My PhD

Competition, knowledge & economic growth

Introducing my PhD

Since mid-2004 I have been enrolled at the University of New England (in Armidale, NSW) doing my PhD in economics. My enrollment is long-distance and part-time and I have deferred for one year.

My topic is the link between growth theory and competition theory with a specific interest in using Austrian and dynamic competition theories to explain economic growth and including these ideas into economic models. Areas of research will include:

* Austrian and evolutionary theories of competition;
* Neoclassical theories of competition, monopoly & monopolistic competition;
* Neoclassical and Endogenous growth theory;
* Public policy regarding R&D (patents, incentives etc);
* The idea of X-efficiency;
* Links between trade liberalisation and productivity growth; and
* CGE modelling of a competition-growth relationships (eg trade liberalisation)

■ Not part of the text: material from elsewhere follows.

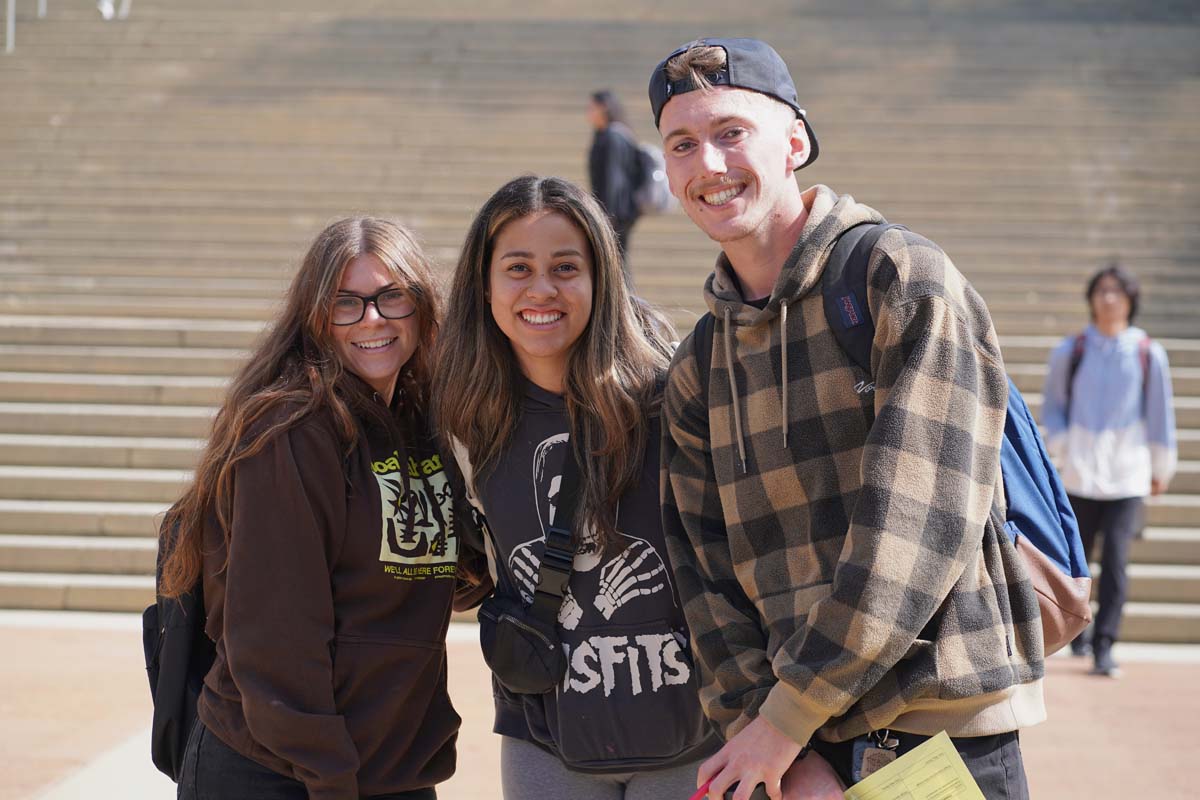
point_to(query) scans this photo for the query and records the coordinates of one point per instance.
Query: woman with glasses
(544, 360)
(322, 528)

——————- Structure of my PhD ——————-

Part 1 — theory

Explore and explain neoclassical competition theories, growth theories and the lack of a connection. Explore and explain Austrian and other dynamic competition theories and their links to knowledge & economic growth.

Part 2 — modelling

Add a competition-growth factor to a CGE model and test which model works best. Alternatively, model without competition factor and use the model-reality difference as as estimate for the competition factor.

Part 3 — applications

Trade deals (NAFTA, CER, EU, AFTA), competition reforms (NCP), and/or unilateral liberalisation (NZ farms, Japanese beef, etc).